My current opinion is that Songza is neat but it’s not enough to make me use it as my primary app for listening. I always go back to iTunes and Spotify. I think I have room for basically one home base, but in either local or streaming. Spotify blurs this line, but I still see it solidly as the streamed service.
I think songza is good at the things that internet radio has been good at for a long time. Literally, internet radio, like pandora or soma.fm. If you know the groove you’re looking for, you can use songza to find matching music. If you just woke up, they have playlists good for waking up in indy rock, metal, electronic, etc.
It doesn’t matter too much that it’s songza as long as the stream is decent, but if (when) they screw up I’m gonna look for other playlists that are similar. I’m still looking for the same mood, but that last song sucked and I’m impatient, so I need something new immediately that is roughly the same. With regular Internet radio, you’re kinda stuck, but with Songza or Pandora you can just skip forward, which is good, but I’m already out of whatever I’m working on if I have to pick up the phone and hit a button. Worst case scenario, in my opinion, for a system generating my playlist.

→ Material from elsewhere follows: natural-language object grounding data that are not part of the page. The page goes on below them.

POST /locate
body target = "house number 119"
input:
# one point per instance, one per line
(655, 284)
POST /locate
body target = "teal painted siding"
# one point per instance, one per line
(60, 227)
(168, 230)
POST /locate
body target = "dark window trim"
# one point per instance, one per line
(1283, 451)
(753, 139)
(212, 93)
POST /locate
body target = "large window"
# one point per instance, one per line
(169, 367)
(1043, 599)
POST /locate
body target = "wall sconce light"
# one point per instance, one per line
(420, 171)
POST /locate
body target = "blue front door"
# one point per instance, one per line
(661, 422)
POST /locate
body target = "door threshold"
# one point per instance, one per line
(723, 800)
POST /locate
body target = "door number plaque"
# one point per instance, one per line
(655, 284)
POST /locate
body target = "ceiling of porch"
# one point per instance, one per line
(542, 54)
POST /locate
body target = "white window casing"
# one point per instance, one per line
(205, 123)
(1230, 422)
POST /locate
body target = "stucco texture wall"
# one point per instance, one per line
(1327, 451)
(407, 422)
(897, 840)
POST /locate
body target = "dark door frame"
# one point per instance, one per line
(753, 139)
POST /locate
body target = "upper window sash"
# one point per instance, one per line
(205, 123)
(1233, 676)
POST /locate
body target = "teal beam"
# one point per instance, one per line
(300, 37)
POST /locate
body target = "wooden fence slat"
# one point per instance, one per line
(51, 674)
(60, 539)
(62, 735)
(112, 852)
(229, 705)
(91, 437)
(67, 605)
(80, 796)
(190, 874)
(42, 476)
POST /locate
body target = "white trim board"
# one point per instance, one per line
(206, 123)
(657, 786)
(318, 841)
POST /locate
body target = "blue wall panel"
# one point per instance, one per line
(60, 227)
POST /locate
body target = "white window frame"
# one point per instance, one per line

Spotify’s radio, however, is just a feature so I’ll throw it on when I’m unsure what I want to listen to and flip over to a playlist when I have a more specific want. The interruption is basically to go from something I don’t control, where I get serendipity instead, to something I do control where I can make a specific experience and the interruption doesn’t bother me much. It almost always results in a stream I know I can throw on for a bunch of hours while I code.
I guess, between the obvious uses for native and Spotify being something of a cloud-backed, kitchen-sink I still don’t see myself being a serious internet radio user, though I was back in the early 2000’s. I can make my own radio by hitting shuffle on a playlist with 4000+ songs in it. One is made of files I own and the other is made of files I stream. I can even make a radio station out of the files I stream to sprinkle a little randomness on the experience.